Biokinetics students expand their horizons

February 7, 2014 | 11 a.m.

Matt Johnson and Jenna Barkey put their skills to use at Kenyatta Hospital

Culture | Maria Johnson and Courtney Sperry for The Clarion

As part of their experience in Kenya, students were given the opportunity to job shadow professionals in their field. The majority of students shadowed journalists at Nation Media but two students, Matt Johnson and Jenna Barkey, had the opportunity to shadow at Kenyatta Hospital in Nairobi.

Kenyatta National Hospital is the oldest and largest hospital in Kenya. According to Johnson, the hospital contains “anything and everything you need,” but these two biokinetics majors spent their time specifically in the physiotherapy department.

Barkey plans to do occupational therapy, working with kids with special needs, while Johnson is focusing on the pre-physical therapy route and is hoping to work with athletes in the future.

We sat down with them to find out more about their unique experience.

What did you do during your time there?

Jenna: We each were partnered with one of the physiotherapists, and we shadowed them all day. So we went in with their patients and just watched what they did and were able to ask them a lot of questions. I had mainly a lot of back pain patients.

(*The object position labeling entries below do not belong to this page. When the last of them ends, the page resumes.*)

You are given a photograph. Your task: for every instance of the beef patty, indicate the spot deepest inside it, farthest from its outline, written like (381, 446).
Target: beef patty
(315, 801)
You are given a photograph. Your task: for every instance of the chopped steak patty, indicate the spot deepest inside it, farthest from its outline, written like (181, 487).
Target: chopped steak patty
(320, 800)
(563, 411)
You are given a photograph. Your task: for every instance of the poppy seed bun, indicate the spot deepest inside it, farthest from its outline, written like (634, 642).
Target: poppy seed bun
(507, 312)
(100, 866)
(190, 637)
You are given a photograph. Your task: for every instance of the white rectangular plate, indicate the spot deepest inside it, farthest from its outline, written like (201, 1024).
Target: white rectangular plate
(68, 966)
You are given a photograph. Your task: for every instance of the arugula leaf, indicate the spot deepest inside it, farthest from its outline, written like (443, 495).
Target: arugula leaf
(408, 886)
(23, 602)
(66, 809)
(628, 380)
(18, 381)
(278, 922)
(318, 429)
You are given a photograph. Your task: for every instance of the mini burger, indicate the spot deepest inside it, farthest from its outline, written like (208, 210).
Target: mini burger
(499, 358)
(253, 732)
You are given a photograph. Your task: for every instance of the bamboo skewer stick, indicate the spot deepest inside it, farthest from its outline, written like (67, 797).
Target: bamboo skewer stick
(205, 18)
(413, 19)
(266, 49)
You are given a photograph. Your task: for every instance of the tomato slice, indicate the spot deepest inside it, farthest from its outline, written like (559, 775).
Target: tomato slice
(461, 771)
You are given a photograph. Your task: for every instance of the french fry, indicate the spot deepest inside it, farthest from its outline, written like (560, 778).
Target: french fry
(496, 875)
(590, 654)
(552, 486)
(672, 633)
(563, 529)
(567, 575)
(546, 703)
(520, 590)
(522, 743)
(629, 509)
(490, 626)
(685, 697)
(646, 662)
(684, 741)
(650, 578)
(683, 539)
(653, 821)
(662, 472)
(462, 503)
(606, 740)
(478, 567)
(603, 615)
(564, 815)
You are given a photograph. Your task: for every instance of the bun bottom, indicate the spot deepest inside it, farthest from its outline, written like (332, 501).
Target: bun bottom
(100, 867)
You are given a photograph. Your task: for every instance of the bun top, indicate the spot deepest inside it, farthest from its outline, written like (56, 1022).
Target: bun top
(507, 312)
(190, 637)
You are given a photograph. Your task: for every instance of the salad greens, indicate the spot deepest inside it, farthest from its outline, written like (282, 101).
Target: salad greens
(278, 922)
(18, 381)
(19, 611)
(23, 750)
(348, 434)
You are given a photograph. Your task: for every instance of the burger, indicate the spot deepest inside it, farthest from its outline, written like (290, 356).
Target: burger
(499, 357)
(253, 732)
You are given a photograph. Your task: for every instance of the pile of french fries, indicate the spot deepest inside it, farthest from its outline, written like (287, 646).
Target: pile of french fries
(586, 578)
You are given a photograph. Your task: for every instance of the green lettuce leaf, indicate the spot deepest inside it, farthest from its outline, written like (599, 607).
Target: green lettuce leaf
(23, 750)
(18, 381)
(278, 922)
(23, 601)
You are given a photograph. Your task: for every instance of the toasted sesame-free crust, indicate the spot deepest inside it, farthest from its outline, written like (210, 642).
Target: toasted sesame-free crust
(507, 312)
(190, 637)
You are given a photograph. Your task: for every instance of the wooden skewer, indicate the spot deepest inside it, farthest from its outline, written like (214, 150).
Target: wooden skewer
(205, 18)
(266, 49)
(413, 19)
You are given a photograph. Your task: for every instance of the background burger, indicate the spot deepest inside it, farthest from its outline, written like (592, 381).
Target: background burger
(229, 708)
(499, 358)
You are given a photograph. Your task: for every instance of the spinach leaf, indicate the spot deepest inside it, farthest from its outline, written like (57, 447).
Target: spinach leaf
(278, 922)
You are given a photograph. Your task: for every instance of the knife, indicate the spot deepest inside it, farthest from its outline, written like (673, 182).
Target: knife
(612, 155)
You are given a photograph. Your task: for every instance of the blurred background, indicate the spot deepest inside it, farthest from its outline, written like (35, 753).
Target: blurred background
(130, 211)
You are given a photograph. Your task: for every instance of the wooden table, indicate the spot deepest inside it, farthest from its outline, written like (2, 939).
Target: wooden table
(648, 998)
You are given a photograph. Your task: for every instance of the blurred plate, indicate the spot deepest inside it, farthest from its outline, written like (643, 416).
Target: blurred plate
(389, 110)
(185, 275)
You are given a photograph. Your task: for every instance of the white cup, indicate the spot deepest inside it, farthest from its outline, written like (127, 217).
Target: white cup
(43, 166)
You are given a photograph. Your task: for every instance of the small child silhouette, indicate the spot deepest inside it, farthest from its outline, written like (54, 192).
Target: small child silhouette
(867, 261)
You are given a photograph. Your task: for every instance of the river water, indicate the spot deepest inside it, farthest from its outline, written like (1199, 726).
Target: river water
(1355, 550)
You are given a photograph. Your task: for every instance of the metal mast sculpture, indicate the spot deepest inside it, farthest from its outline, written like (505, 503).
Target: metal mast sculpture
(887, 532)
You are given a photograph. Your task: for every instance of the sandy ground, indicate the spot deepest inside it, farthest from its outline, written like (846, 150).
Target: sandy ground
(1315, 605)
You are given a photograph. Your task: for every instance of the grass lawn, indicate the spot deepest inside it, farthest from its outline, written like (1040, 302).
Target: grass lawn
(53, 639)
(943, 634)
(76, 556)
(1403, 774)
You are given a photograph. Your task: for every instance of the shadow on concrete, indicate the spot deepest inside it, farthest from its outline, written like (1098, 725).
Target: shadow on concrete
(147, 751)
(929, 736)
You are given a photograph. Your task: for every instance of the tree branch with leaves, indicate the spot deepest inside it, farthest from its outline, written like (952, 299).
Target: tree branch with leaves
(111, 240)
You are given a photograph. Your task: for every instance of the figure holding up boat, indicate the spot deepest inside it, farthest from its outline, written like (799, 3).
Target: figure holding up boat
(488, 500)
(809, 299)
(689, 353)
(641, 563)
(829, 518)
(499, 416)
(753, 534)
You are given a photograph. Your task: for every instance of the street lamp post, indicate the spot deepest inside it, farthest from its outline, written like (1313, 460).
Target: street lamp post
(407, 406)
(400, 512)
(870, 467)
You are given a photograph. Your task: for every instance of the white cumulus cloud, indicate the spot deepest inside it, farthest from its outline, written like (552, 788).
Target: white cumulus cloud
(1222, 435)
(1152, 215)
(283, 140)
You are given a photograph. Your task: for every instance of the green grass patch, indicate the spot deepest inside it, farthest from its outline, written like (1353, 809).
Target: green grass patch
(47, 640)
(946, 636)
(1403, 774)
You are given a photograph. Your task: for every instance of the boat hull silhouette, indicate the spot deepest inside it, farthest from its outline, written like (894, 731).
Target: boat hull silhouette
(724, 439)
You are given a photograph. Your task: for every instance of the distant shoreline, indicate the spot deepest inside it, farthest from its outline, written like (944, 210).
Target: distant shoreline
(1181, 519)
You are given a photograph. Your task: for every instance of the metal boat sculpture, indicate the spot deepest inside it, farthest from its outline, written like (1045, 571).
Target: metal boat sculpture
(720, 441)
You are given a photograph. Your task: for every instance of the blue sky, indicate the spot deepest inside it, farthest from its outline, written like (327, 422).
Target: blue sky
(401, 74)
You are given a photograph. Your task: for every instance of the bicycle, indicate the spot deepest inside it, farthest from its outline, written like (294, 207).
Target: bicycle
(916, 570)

They don’t have chiropractic services, so they all come to physical therapy.

Matt: The first half of my day was similar to Jenna’s - I worked with back pain patients and massaged their backs; 70 percent of their patients are back pain patients. Then for the second part of my day, I worked in the gym. I worked with patients dealing with severe traumas of sorts, like car accidents. I worked on stretches and strength training stuff.

What were some of the biggest differences you noticed between Kenyatta Hospital and a typical American hospital?

Jenna: The cleanliness. They didn’t change towels. Exam rooms had one exam table and they didn’t change the sheets between patients. The way the building looked was different too. When we walked in, there were stairs going up to the rehabilitation area, and there were no elevators near it.

Matt: One of the things I noticed was they never ever washed their hands and there was no hand sanitizer anywhere. The man I shadowed never once washed his hands.

What types of cultural differences were there in the way the doctors interacted with the patients?

Matt: One thing I noticed was that Americans are much more personable. They are nice people, and they ask questions about your day. Here it was just like they wanted you to come in, get the job done, and then leave, which seemed very opposite of [what we’ve observed of] Kenyan culture.

Jenna: The girl I worked with would talk more to the doctors than the patients. And they are just way more laid back here. We had two 20 minute tea breaks and a two and a half hour lunch break, even though there was a patient waiting for 20 minutes.

Matt: The guy I was shadowing basically left me on my own after an hour, which would never fly in the U.S. I was doing stuff I wasn’t really comfortable with, but he just made me do it.

What role do you think technology played in this hospital setting?

Matt: A very small role. I was wondering how they do their charting and paperwork. They just left paperwork all over the place. In America, everything is computerized. It is a lot more efficient. Also, I don’t know what patient care rights there are in Kenya, but in America it would never fly to just leave paperwork lying around.

Jenna: There’s basically no HIPAA (Health Insurance Portability and Accountability Act) here. My lady had one exam room she would just leave her papers in. So if one patient went in there, they could just read about everyone else. There was also only one [set of machines] for twelve exam rooms.

Are there things you think could be implemented to make it more effective?

Matt: I think just working with the patients to make sure they can do things outside of the therapy. A lot of therapy in the U.S. involves patients doing stuff on their own outside of meeting with the therapists.

Jenna: The only thing I heard was she told someone to get insoles for their shoes. That was it. I think that might be why they have so many patients. They just keep coming back because they don’t know what to do on their own.

What kind of experiences have you had in this field in America?

Matt: I work at a physical therapy rehab facility. I’ve done a lot of ADLs (activities of daily living)—just stuff patients can do on their own. I’ve worked with therapists for three years.

Jenna: I’ve had less experience with physical therapy, but I am a PCA (personal care assistant). I go with the boy I watch once a week to occupational therapy, physical therapy, behavioral therapy and they give me the ADLs to do with him. At Bethel, we have to shadow in the EMPC (exercise medicine prevention center). Even the things we learn there give us experience.